I was prepared to book at 100% off, hoping I’d just be on the hook for about $5.60 in taxes each way as is common with award tickets, but then noticed that the ticket wasn’t free at all. In fact, it was around the same price as other full-service airlines. Sales like this aren’t uncommon, but should you book?

Here are four reasons why that “completely free” flash sale ticket might not be the best deal.

For more TPG news delivered each morning to your inbox, sign up for our daily newsletter!

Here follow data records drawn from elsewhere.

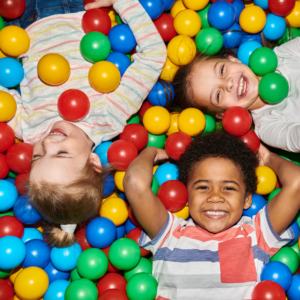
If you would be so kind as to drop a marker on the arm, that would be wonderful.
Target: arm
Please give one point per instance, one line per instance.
(148, 209)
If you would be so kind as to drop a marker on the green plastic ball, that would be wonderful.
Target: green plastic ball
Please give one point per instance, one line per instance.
(157, 141)
(288, 257)
(144, 266)
(124, 254)
(209, 41)
(81, 289)
(141, 286)
(92, 263)
(263, 61)
(95, 46)
(273, 88)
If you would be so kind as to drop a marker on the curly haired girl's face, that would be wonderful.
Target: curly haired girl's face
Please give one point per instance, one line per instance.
(217, 194)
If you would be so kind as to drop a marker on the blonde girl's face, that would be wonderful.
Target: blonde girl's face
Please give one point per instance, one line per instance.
(219, 84)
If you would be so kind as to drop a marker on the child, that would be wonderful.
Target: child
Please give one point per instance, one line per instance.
(217, 254)
(215, 84)
(65, 183)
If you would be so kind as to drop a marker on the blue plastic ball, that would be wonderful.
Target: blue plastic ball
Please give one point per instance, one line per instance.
(120, 60)
(101, 232)
(275, 27)
(25, 212)
(56, 290)
(11, 72)
(278, 272)
(258, 202)
(65, 259)
(221, 15)
(246, 49)
(166, 172)
(8, 194)
(161, 94)
(154, 8)
(37, 254)
(121, 38)
(12, 252)
(54, 274)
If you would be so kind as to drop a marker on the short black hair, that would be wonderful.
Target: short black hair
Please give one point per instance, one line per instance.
(222, 145)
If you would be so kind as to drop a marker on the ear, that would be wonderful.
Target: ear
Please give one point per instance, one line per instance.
(96, 162)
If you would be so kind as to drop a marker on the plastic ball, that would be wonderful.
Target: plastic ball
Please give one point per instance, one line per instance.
(273, 88)
(14, 40)
(187, 22)
(181, 50)
(104, 76)
(11, 72)
(237, 121)
(263, 61)
(96, 20)
(253, 19)
(191, 121)
(64, 259)
(101, 232)
(124, 254)
(73, 105)
(122, 39)
(142, 286)
(221, 15)
(209, 41)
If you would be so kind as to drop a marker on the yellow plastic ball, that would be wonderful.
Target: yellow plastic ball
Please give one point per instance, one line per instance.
(191, 121)
(53, 69)
(195, 4)
(177, 7)
(253, 19)
(31, 284)
(267, 180)
(119, 176)
(8, 106)
(157, 120)
(181, 50)
(187, 22)
(115, 209)
(14, 40)
(294, 17)
(104, 76)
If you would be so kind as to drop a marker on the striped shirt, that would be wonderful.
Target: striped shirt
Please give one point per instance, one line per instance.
(190, 263)
(37, 107)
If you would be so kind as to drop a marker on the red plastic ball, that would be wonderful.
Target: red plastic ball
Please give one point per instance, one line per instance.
(4, 169)
(237, 121)
(18, 157)
(96, 19)
(73, 105)
(176, 144)
(165, 27)
(173, 195)
(251, 140)
(12, 9)
(7, 137)
(111, 281)
(11, 226)
(113, 295)
(281, 8)
(135, 134)
(121, 153)
(135, 235)
(268, 290)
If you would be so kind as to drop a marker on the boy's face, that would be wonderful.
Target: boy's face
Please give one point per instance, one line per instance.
(216, 192)
(219, 84)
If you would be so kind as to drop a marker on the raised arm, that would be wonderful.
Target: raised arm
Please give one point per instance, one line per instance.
(148, 209)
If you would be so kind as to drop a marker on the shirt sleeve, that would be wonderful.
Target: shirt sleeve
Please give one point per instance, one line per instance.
(267, 239)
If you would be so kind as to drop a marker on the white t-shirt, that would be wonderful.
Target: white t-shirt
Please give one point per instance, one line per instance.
(279, 125)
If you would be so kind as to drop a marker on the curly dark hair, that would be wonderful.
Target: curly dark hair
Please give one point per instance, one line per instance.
(222, 145)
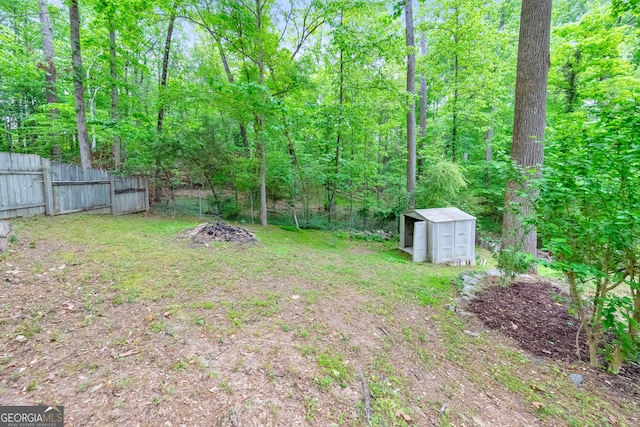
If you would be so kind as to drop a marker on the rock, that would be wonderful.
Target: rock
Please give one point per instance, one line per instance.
(537, 362)
(469, 290)
(462, 300)
(576, 378)
(470, 280)
(493, 273)
(5, 229)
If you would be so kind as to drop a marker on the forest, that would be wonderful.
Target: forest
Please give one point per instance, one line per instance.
(313, 105)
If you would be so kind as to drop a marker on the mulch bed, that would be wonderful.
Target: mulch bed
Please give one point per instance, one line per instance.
(536, 315)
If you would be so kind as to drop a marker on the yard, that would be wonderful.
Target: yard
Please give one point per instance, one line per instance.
(125, 322)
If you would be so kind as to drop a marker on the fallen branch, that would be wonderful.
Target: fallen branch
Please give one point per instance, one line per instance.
(387, 334)
(367, 399)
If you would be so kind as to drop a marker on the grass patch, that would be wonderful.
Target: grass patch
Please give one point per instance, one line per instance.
(232, 295)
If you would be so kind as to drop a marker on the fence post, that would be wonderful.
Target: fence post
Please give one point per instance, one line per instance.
(112, 191)
(146, 195)
(48, 191)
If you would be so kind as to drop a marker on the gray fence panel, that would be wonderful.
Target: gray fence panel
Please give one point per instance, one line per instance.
(77, 190)
(31, 185)
(21, 185)
(130, 195)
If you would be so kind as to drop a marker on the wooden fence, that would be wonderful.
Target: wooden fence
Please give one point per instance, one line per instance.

“Free” sales are usually off the base fare

I took note of some of the terms and conditions: must book by Aug. 19, can only travel Monday through Thursday and Saturday, must book a round-trip ticket. That all seemed reasonable. 

I checked the dates of my preferred itinerary, a round-trip, nonstop flight from Newark (EWR) to San Juan. Everything seemed normal, aside from Frontier’s website loading slower than usual, ostensibly from high traffic.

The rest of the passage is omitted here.